JoLLE’s Statement Regarding International Student Visas

To the International JoLLE Community:

On September 24th, 2020, the Department of Homeland Security administration proposed a change to the policy that governs student visas, restricting the time that international students can stay in the United States for their studies to four years. Currently, international students are “admitted into the United States for the period of time that they are complying with the terms and conditions of their nonimmigrant category” (Department of Homeland Security, 2020), meaning that they are allowed to remain as long as they are in school or formal training. However, this proposed rule would limit student visas to four years, requiring students to apply for an extension if their studies were to take longer, with no guarantee that the extension would be granted.  For certain countries, such as a number of countries in Africa and Asia, the United States only provides two-year visas, and students must reapply mid-way through their programs for added time. 

This proposed rule creates a cloud of uncertainty for international students, who, like all of us in the pandemic, are facing an extraordinarily difficult time. According to the US News & World Report Survey of Earned Doctorates (2019), “the median amount of time it took individuals who received their doctorates in 2017 to complete their program was 5.8 years.” This restriction proposed by the Department of Homeland Security will undoubtedly jeopardize students’ academic studies and futures if they are deported before completing their degrees on a typical timeline. The stress of applying for visa extensions could impede productivity and add to the pressures already in place from dislocation and now the COVID-19 crisis. The rule could ultimately make studying in the US a less appealing prospect for international students, resulting in universities in the US being less able to attract international talent.

JoLLE relies profoundly on the contributions of international students and scholars, as does the field of language and literacy education. International researchers serve on both our editorial board and external review board, and without their contributions we would be unable to do the work we do.
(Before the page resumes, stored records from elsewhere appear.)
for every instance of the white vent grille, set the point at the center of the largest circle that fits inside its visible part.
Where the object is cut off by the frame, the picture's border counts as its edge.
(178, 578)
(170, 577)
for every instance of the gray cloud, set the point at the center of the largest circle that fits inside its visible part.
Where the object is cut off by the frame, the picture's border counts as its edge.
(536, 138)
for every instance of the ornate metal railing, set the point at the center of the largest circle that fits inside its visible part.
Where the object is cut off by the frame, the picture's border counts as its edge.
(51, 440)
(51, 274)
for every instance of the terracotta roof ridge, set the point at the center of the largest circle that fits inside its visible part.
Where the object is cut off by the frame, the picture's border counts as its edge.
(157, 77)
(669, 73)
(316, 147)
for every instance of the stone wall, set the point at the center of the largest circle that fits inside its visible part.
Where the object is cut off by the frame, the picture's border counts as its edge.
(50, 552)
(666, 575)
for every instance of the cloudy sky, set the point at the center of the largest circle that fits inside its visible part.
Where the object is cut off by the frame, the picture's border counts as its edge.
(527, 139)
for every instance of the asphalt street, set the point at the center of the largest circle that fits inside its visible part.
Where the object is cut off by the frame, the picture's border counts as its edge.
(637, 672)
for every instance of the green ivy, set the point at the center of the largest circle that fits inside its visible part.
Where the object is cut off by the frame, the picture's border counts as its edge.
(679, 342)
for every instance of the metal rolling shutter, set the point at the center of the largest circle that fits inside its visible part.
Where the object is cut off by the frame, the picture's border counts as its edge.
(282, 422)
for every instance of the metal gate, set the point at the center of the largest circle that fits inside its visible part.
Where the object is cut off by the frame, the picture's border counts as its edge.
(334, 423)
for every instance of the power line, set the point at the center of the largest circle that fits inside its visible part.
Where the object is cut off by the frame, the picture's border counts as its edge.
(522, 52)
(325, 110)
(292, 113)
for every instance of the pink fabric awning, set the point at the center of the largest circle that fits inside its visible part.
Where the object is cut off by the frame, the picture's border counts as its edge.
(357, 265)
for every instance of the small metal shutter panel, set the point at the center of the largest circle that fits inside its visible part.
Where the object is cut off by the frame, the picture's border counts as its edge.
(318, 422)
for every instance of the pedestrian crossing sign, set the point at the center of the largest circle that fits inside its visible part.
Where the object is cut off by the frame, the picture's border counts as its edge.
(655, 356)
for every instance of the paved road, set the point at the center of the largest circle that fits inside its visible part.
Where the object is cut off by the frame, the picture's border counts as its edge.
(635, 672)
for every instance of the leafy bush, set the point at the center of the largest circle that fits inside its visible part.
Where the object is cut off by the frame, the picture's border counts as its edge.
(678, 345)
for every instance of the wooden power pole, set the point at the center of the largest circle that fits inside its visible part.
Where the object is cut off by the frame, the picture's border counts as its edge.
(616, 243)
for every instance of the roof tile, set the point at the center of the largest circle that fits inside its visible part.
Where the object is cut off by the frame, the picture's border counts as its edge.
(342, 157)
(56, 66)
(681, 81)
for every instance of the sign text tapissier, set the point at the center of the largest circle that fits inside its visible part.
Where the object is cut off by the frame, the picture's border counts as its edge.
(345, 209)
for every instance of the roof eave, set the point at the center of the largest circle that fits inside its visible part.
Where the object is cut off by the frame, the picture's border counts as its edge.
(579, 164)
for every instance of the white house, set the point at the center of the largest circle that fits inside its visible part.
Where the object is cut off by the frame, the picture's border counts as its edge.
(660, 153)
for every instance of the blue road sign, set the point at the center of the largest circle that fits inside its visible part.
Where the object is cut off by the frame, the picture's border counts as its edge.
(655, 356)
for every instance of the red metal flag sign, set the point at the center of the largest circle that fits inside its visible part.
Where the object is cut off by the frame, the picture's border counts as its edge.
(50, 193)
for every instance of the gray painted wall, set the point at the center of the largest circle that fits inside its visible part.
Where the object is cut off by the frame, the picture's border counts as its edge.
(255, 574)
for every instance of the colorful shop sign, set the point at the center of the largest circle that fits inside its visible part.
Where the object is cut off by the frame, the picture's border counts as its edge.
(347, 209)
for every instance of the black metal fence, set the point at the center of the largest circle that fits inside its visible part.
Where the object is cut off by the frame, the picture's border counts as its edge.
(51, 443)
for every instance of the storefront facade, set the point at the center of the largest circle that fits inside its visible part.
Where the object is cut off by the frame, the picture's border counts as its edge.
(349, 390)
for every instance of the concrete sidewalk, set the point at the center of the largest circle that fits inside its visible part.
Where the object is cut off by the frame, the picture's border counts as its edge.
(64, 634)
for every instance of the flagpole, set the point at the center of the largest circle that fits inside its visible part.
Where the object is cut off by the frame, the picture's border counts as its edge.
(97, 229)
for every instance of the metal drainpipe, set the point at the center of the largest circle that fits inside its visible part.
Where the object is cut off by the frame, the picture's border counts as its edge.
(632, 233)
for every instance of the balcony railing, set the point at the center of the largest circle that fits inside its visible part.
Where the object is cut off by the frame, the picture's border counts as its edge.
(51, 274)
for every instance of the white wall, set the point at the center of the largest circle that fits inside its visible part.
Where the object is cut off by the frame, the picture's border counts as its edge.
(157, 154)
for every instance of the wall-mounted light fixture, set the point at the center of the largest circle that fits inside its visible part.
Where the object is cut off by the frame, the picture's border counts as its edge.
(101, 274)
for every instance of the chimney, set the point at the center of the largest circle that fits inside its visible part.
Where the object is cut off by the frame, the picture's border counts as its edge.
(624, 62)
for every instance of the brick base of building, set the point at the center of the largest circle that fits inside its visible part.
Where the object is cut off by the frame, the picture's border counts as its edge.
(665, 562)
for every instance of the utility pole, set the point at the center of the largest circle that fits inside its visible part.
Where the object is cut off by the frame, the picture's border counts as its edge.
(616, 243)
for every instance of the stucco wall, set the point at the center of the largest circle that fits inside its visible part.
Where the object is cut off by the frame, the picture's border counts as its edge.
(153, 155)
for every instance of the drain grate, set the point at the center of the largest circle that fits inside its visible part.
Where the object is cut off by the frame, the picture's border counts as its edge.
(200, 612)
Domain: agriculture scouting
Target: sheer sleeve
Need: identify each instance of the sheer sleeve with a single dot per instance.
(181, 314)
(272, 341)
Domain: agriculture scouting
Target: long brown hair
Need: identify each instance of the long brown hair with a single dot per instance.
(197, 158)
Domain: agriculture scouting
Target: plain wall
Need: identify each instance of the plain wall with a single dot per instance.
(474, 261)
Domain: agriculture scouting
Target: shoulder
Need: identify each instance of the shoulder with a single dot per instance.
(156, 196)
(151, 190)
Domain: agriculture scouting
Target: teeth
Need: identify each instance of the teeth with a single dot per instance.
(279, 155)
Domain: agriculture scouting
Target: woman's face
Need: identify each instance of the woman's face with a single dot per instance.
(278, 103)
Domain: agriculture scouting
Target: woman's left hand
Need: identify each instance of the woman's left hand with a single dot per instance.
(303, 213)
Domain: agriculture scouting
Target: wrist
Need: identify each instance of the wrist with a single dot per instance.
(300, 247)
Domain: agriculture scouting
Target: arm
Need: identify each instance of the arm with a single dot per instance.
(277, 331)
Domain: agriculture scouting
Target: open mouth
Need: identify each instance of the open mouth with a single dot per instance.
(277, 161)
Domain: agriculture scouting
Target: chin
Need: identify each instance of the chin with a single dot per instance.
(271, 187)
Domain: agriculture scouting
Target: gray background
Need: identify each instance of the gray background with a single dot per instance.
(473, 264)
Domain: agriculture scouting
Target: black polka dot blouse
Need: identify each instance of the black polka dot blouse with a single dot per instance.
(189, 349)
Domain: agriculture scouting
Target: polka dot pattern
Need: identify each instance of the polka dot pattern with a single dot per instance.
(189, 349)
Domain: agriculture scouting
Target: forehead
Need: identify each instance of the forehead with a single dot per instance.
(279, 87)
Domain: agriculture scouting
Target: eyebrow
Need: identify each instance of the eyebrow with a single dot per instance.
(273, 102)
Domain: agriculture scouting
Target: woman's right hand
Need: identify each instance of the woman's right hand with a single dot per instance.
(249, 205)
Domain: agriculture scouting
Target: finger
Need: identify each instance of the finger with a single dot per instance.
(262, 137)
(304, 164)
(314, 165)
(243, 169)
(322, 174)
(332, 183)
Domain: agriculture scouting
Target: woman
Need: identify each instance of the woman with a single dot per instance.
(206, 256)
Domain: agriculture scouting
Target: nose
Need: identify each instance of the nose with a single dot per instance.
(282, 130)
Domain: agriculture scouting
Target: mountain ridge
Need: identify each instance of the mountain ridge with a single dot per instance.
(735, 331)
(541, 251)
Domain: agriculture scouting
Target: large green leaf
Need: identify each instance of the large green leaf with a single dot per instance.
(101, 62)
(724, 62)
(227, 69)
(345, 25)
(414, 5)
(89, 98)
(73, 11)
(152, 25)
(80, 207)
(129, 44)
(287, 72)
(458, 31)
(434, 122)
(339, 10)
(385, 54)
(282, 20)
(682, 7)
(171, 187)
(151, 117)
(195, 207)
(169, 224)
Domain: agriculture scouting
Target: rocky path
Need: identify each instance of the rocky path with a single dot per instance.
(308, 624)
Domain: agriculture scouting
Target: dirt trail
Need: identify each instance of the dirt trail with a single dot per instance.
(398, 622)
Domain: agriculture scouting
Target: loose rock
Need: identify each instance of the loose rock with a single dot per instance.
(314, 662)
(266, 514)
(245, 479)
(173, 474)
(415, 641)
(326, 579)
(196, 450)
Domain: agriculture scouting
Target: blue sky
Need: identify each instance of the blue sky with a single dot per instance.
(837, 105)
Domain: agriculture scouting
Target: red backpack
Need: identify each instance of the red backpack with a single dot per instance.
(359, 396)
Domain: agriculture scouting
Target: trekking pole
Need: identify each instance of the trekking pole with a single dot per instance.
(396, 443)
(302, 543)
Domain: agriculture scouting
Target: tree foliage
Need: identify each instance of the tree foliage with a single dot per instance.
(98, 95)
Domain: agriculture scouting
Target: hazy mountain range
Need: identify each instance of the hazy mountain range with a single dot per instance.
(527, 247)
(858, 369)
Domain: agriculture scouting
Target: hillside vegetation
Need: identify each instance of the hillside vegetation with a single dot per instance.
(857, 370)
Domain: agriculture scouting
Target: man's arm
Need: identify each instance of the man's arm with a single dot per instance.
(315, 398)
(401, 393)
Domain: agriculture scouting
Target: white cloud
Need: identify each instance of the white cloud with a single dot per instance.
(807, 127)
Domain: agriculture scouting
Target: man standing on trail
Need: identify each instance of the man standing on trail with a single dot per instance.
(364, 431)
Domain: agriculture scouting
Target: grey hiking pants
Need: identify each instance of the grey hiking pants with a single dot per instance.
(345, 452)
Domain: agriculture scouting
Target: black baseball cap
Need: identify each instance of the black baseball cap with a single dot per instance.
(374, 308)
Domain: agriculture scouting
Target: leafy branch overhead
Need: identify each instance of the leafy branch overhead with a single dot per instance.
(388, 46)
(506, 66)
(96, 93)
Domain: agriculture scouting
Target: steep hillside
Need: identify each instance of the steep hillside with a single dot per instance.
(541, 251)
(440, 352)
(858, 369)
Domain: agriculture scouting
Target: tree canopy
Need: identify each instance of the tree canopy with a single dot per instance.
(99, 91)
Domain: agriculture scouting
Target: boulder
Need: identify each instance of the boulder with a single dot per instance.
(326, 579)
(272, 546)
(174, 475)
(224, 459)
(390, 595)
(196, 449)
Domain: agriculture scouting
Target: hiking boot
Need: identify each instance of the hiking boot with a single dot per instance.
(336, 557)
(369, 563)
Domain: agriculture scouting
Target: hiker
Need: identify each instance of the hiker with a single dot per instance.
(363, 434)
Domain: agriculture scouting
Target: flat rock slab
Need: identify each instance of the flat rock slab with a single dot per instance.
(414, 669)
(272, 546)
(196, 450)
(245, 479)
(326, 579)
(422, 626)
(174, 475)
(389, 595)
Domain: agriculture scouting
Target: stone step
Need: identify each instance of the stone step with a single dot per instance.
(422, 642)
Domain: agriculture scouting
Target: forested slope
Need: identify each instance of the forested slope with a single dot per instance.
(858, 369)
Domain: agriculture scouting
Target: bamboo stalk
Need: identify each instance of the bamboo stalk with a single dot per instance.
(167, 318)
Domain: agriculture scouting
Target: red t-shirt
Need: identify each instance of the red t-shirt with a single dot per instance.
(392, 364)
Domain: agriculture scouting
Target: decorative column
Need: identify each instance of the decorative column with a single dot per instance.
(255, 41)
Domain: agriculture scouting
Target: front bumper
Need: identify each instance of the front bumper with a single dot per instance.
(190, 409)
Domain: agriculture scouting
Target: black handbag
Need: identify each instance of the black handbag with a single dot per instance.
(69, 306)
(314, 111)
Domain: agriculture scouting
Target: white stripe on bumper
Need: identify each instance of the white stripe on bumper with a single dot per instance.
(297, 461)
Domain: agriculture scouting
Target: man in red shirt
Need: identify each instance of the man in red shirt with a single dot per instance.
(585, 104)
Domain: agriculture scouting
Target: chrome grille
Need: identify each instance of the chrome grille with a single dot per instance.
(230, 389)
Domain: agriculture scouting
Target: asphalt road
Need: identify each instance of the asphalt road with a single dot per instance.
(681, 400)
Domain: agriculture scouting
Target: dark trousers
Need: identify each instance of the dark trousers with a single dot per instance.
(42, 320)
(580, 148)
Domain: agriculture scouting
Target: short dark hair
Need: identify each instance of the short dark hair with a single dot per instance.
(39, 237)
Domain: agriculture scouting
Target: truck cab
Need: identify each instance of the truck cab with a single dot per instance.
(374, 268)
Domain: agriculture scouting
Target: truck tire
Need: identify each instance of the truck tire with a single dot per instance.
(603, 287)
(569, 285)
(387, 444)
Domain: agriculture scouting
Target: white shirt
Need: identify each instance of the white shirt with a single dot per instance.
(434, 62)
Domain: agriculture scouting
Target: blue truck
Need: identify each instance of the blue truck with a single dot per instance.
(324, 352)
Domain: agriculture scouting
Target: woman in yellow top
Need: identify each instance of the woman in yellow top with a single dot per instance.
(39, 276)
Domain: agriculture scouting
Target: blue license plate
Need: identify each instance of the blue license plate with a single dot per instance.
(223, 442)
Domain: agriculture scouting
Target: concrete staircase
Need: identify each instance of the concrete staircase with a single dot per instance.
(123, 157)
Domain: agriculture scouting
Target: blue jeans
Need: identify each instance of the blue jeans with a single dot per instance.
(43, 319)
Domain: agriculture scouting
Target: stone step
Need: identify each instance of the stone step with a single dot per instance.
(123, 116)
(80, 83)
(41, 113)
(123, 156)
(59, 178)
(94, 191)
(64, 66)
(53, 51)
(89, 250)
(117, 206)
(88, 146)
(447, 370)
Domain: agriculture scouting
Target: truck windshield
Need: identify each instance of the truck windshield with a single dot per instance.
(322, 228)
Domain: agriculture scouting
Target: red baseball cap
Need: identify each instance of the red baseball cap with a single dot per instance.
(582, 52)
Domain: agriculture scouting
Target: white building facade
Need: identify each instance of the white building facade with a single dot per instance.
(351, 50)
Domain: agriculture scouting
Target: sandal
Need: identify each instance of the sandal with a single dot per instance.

Our journal simply would not be sustainable without their vital work, and language and literacy education would be impoverished by their absence. 

We hope that now can be a time that we come together and vocally support our international students by speaking out against proposed policies that limit their educational possibilities and have the potential to inflict damage upon our academic fields. Diversity in all fields is vital, but especially so in education, for which the ultimate goal is the education and care of all of our learners, both similar and different from ourselves.